Da raiz ao prato: como ele é consumido

Após a colheita, o tubérculo passa por processamento industrial para extrair o glucomanano, uma fibra solúvel que dá origem aos produtos consumidos.

Na culinária asiática, especialmente no Japão, o konjac é conhecido pelo “shirataki”, um tipo de macarrão de textura elástica e sabor neutro.

No Ocidente, ele tem sido utilizado como substituto de massas tradicionais, reduzindo significativamente a ingestão de carboidratos e calorias.

Saciedade é o principal benefício

O grande destaque do konjac está na sua alta concentração de fibras, que ajudam a prolongar a sensação de saciedade.

Além disso, o glucomanano pode contribuir para o controle da glicose no sangue e atuar como prebiótico, favorecendo a saúde intestinal.

Por outro lado, o alimento é pobre em proteínas, vitaminas e minerais, o que limita seu valor nutricional isolado.

Não emagrece sozinho

Apesar da fama, especialistas são categóricos: o konjac não é responsável pelo emagrecimento por si só.

Seu papel é auxiliar na dieta, ajudando a controlar o apetite, mas os resultados dependem de um conjunto de fatores, como alimentação equilibrada e prática de atividades físicas.

Consumo exige moderação

Outro ponto de atenção é o excesso. Por ser rico em fibras altamente viscosas, o consumo exagerado pode causar desconfortos como gases e distensão abdominal.

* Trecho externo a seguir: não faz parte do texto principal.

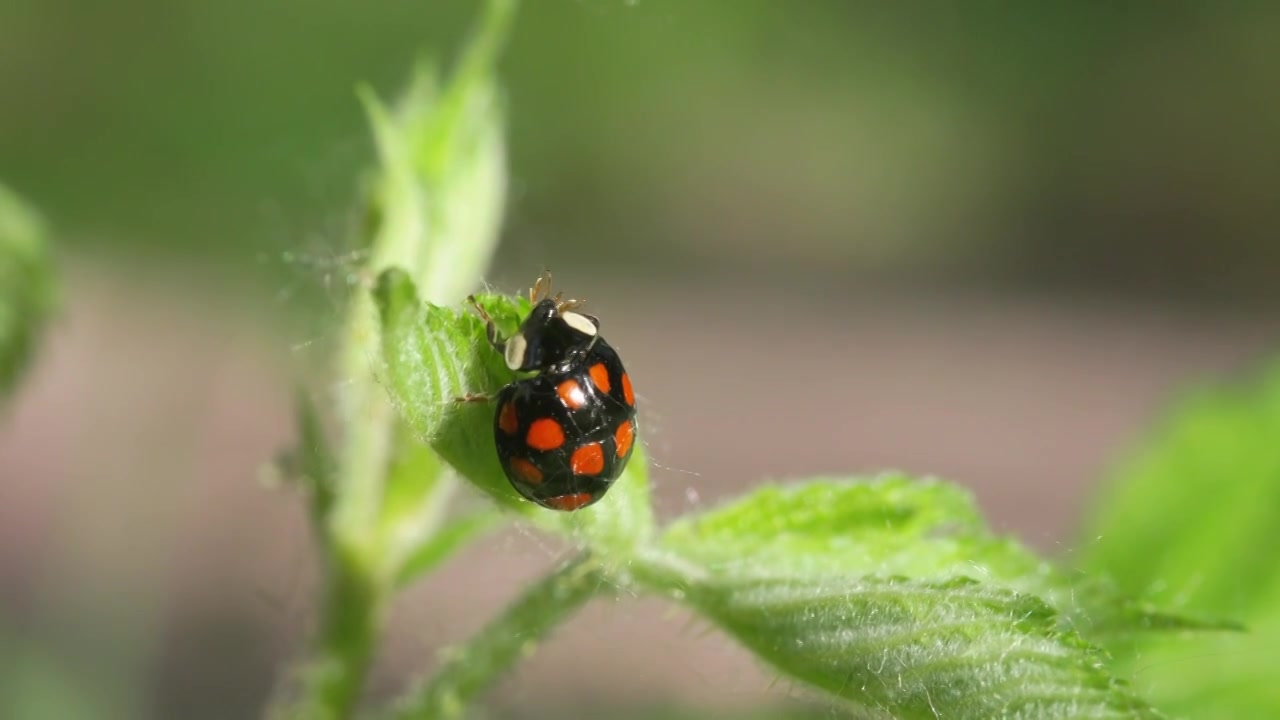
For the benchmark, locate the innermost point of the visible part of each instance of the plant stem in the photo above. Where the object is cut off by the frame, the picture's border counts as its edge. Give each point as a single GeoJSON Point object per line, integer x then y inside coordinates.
{"type": "Point", "coordinates": [487, 656]}
{"type": "Point", "coordinates": [352, 613]}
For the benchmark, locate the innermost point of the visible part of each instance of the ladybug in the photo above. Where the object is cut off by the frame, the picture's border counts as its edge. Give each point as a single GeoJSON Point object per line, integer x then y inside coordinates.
{"type": "Point", "coordinates": [565, 433]}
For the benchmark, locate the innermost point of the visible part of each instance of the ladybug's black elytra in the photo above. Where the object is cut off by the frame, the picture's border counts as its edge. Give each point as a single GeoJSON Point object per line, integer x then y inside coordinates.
{"type": "Point", "coordinates": [563, 434]}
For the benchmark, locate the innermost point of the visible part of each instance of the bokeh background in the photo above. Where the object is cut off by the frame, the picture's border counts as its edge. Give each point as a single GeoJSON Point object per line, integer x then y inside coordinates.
{"type": "Point", "coordinates": [986, 241]}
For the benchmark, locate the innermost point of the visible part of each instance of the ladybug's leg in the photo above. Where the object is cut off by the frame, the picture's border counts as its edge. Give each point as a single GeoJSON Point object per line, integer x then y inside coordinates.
{"type": "Point", "coordinates": [489, 327]}
{"type": "Point", "coordinates": [472, 397]}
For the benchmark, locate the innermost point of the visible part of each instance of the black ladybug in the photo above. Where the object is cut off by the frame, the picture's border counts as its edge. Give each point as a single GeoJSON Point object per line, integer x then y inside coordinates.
{"type": "Point", "coordinates": [566, 433]}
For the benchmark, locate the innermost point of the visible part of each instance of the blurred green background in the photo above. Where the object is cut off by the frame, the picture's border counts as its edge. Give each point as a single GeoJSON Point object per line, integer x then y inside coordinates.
{"type": "Point", "coordinates": [992, 235]}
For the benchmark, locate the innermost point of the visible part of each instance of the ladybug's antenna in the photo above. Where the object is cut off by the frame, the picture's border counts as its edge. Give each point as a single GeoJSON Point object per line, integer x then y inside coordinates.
{"type": "Point", "coordinates": [542, 287]}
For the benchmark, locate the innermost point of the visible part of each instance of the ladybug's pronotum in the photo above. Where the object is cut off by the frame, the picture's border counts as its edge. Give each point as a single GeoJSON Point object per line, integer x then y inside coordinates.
{"type": "Point", "coordinates": [565, 433]}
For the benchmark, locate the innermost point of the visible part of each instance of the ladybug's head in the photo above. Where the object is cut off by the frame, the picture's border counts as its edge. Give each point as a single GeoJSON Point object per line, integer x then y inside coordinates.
{"type": "Point", "coordinates": [551, 337]}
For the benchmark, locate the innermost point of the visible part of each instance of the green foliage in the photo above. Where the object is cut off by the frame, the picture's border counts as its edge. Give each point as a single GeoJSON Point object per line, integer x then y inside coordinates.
{"type": "Point", "coordinates": [1189, 522]}
{"type": "Point", "coordinates": [26, 286]}
{"type": "Point", "coordinates": [908, 648]}
{"type": "Point", "coordinates": [434, 356]}
{"type": "Point", "coordinates": [890, 595]}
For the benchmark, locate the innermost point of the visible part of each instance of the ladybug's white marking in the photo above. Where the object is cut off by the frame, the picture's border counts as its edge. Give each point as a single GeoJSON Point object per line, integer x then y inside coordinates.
{"type": "Point", "coordinates": [515, 352]}
{"type": "Point", "coordinates": [579, 323]}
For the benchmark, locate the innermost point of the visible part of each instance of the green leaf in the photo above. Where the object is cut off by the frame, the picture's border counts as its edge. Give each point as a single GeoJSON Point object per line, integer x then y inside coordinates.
{"type": "Point", "coordinates": [437, 355]}
{"type": "Point", "coordinates": [894, 525]}
{"type": "Point", "coordinates": [905, 648]}
{"type": "Point", "coordinates": [26, 286]}
{"type": "Point", "coordinates": [892, 595]}
{"type": "Point", "coordinates": [1189, 522]}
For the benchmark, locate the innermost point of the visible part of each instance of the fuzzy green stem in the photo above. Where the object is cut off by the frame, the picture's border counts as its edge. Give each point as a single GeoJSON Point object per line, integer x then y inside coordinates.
{"type": "Point", "coordinates": [487, 656]}
{"type": "Point", "coordinates": [440, 205]}
{"type": "Point", "coordinates": [352, 616]}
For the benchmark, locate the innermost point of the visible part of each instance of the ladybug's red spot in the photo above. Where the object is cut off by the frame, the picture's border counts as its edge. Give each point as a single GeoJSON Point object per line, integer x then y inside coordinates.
{"type": "Point", "coordinates": [568, 502]}
{"type": "Point", "coordinates": [600, 377]}
{"type": "Point", "coordinates": [526, 470]}
{"type": "Point", "coordinates": [571, 395]}
{"type": "Point", "coordinates": [507, 419]}
{"type": "Point", "coordinates": [626, 390]}
{"type": "Point", "coordinates": [624, 436]}
{"type": "Point", "coordinates": [545, 434]}
{"type": "Point", "coordinates": [588, 460]}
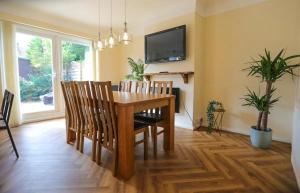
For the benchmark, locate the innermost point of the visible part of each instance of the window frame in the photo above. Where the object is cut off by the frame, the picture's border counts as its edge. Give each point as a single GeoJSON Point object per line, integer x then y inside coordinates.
{"type": "Point", "coordinates": [56, 39]}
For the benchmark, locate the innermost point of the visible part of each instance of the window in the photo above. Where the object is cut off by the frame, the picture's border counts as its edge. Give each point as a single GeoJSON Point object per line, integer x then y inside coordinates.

Em casos mais extremos, pode até interferir na absorção de nutrientes e medicamentos.

Como incluir na rotina

O konjac pode ser incorporado de forma estratégica, combinado com vegetais, proteínas e outros alimentos, mantendo o equilíbrio nutricional das refeições.

A recomendação é utilizá-lo como complemento — e não como base exclusiva — dentro de uma alimentação variada e saudável.